Die Ausgangslage vor dem Nordwestschweizer NLA-Derby war so klar wie eine Sternennacht. Auf der einen Seite die Frauen vom Squash Club Fricktal, Tabellenschlusslicht mit dem Ziel Ligaerhalt. Auf der anderen Seite die Gäste von den Carnivals aus Liestal, amtierende Schweizer Meisterinnen mit Kurs auf die Playoffs. Sämtliche Spielerinnen des Titelverteidigers stehen in den Top 10 des nationalen Rankings. Nadine Frey, bestplatzierte Fricktalerin, ist die Nummer 23 der Schweiz.
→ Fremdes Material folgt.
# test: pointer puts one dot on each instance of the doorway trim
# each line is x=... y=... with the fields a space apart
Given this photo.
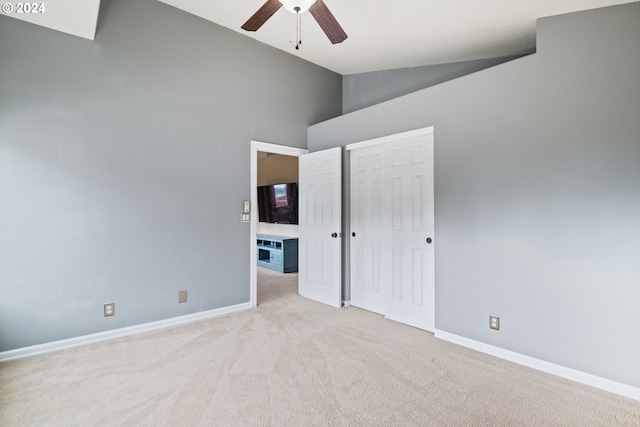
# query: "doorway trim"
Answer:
x=266 y=147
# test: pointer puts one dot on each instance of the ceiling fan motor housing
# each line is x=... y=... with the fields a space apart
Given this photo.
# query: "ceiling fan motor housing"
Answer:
x=297 y=6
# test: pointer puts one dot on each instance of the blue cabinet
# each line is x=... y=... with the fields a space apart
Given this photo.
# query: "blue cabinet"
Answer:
x=278 y=253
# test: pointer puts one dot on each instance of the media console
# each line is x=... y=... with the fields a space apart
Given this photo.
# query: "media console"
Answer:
x=278 y=253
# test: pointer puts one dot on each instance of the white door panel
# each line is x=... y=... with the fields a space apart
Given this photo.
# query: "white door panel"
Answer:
x=368 y=204
x=320 y=226
x=392 y=268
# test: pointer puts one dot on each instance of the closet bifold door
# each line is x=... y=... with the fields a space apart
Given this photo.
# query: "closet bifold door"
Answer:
x=392 y=227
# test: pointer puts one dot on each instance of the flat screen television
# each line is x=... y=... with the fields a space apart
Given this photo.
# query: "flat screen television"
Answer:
x=278 y=203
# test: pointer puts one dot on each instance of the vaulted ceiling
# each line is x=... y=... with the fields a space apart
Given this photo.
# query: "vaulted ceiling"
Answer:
x=382 y=34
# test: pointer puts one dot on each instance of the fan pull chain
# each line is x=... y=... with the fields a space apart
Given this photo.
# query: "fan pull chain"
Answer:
x=298 y=28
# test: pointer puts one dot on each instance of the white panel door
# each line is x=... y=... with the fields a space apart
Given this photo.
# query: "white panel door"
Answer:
x=410 y=175
x=369 y=229
x=320 y=226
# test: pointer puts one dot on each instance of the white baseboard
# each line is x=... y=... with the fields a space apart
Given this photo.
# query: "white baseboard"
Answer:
x=550 y=368
x=49 y=347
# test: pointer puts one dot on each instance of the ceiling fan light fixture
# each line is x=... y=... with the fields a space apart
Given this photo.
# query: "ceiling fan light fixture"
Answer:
x=297 y=6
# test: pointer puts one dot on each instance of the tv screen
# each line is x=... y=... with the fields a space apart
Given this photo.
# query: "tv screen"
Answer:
x=278 y=203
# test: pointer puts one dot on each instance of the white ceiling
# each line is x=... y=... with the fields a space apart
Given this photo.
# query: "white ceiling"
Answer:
x=382 y=34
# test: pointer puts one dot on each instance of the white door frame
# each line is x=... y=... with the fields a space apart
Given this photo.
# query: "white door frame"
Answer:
x=267 y=148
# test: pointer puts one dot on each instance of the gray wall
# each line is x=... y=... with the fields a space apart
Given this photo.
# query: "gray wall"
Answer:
x=366 y=89
x=537 y=193
x=124 y=163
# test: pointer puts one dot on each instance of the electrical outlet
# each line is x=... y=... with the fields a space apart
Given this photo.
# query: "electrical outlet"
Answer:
x=182 y=296
x=494 y=322
x=109 y=309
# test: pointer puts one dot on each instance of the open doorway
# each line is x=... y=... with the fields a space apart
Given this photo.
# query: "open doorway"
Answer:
x=270 y=164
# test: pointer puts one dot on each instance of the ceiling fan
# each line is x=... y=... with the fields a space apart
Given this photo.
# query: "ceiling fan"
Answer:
x=317 y=8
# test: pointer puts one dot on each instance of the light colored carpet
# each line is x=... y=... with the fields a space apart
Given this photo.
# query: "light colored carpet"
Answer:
x=293 y=362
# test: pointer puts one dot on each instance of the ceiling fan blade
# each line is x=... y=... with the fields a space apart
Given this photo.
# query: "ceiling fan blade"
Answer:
x=261 y=16
x=327 y=22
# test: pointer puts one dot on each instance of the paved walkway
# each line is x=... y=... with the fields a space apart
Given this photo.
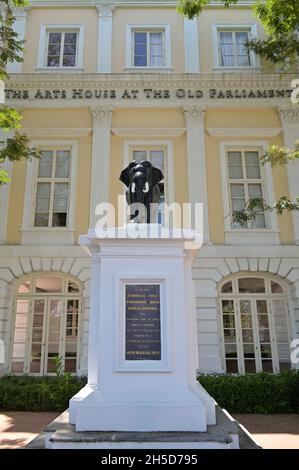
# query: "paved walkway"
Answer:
x=270 y=431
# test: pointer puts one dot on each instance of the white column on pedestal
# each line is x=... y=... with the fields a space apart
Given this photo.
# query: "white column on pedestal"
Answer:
x=191 y=46
x=290 y=123
x=20 y=27
x=104 y=38
x=102 y=116
x=197 y=177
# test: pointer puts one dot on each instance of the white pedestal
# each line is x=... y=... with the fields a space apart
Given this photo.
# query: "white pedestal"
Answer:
x=150 y=394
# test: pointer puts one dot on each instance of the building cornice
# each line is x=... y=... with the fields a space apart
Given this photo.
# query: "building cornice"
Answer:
x=126 y=3
x=244 y=132
x=150 y=90
x=150 y=132
x=227 y=80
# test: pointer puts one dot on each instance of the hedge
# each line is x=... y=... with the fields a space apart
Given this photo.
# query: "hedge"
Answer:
x=24 y=393
x=255 y=393
x=250 y=393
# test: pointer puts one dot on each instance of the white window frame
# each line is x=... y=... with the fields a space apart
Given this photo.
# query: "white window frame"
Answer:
x=45 y=29
x=148 y=28
x=53 y=180
x=268 y=296
x=31 y=296
x=48 y=235
x=245 y=236
x=251 y=28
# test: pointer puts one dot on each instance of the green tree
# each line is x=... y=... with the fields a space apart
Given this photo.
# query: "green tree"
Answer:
x=280 y=19
x=16 y=147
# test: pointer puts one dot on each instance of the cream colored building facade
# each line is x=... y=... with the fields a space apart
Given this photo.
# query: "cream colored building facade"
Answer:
x=103 y=83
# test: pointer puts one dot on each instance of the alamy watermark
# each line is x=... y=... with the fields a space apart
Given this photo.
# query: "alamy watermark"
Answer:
x=2 y=92
x=172 y=217
x=295 y=92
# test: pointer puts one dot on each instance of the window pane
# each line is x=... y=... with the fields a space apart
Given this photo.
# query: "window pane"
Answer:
x=237 y=190
x=246 y=321
x=43 y=197
x=261 y=306
x=227 y=306
x=251 y=285
x=73 y=287
x=229 y=335
x=227 y=288
x=252 y=165
x=255 y=191
x=235 y=165
x=276 y=288
x=24 y=288
x=62 y=164
x=247 y=335
x=243 y=57
x=156 y=50
x=49 y=285
x=140 y=50
x=230 y=350
x=228 y=321
x=157 y=159
x=69 y=49
x=54 y=46
x=226 y=49
x=45 y=164
x=139 y=155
Fricktal coacht sich selbst

Offensichtlich werden die Unterschiede auch neben dem Platz. Während sich die Fricktaler Spielerinnen in den Satzpausen gegenseitig coachen, übernimmt bei den Carnivals Bea Walser diese Aufgabe. Walser ist die ehemalige Nummer 2 der Schweiz und arbeitet mittlerweile als Trainerin. Ihre Tochter, die 15-jährige Céline, ist die Nummer 2 des Teams, die Nummer 8 der Schweiz und amtierende U17-Landesmeisterin. «Der grösste Unterschied ist das Tempo, unsere Spielerinnen können den Ball früher nehmen, das Tempo besser variieren», sagt Bea Walser nach dem deutlichen 3:0-Sieg ihrer Schützlinge.

Das Sportliche ist schnell abgehandelt. Die Baselbieterinnen gewinnen alle drei Einzel mit 3:0-Sätzen und stehen nach dem Derby wieder an der Spitze der NLA. Einzig Nadia Pfister muss in ihrem Spiel vier Satzbälle der Gegnerin abwehren, gewinnt den Durchgang aber dennoch mit 13:11.

Trotz des klaren Verdikts liessen die Fricktalerinnen die Köpfe nicht hängen. «In unserer zweiten NLA-Saison geht es darum, Erfahrung zu sammeln und als Aussenseiter die Grossen etwas zu ärgern», sagte Medizinstudentin Nadine Frey, die in Basel wohnt und studiert.

Gegen die Carnivals gelang das Vorhaben, die Grossen zu ärgern, zu keinem Zeitpunkt. «Wir nehmen jeden Gegner ernst und sind immer motiviert», sagt Bea Walser. In der Meisterschaft ist das Team mit Sara Guebey, der Schweizer Nummer 2, Céline Walser und Nadia Pfister gut unterwegs. Mit dem Sieg gegen Fricktal hat man zumindest vorübergehend wieder die Tabellenspitze erklommen.

Eine Frage der Ausländerinnen

Gegen Uster gab es zu Beginn der Saison zwar eine Niederlage. Doch wie die meisten Gegner setzen die Zürcherinnen eine Ausländerin ein. Die Carnivals verweisen nicht ohne Stolz darauf, ohne Verstärkung klarzukommen. Doch das Unterfangen Titelverteidigung wird unter diesen Umsänden natürlich schwierig. In der letzten Saison hatte man das Glück, dass die Söldnerinnen in den Reihen der Konkurrenz zu wenig Qualifikations-Spiele bestritten, um in den Playoffs teilnahmeberechtigt zu sein. Ob sich dieses Szenario in dieser Saison wiederholt, bleibt abzuwarten.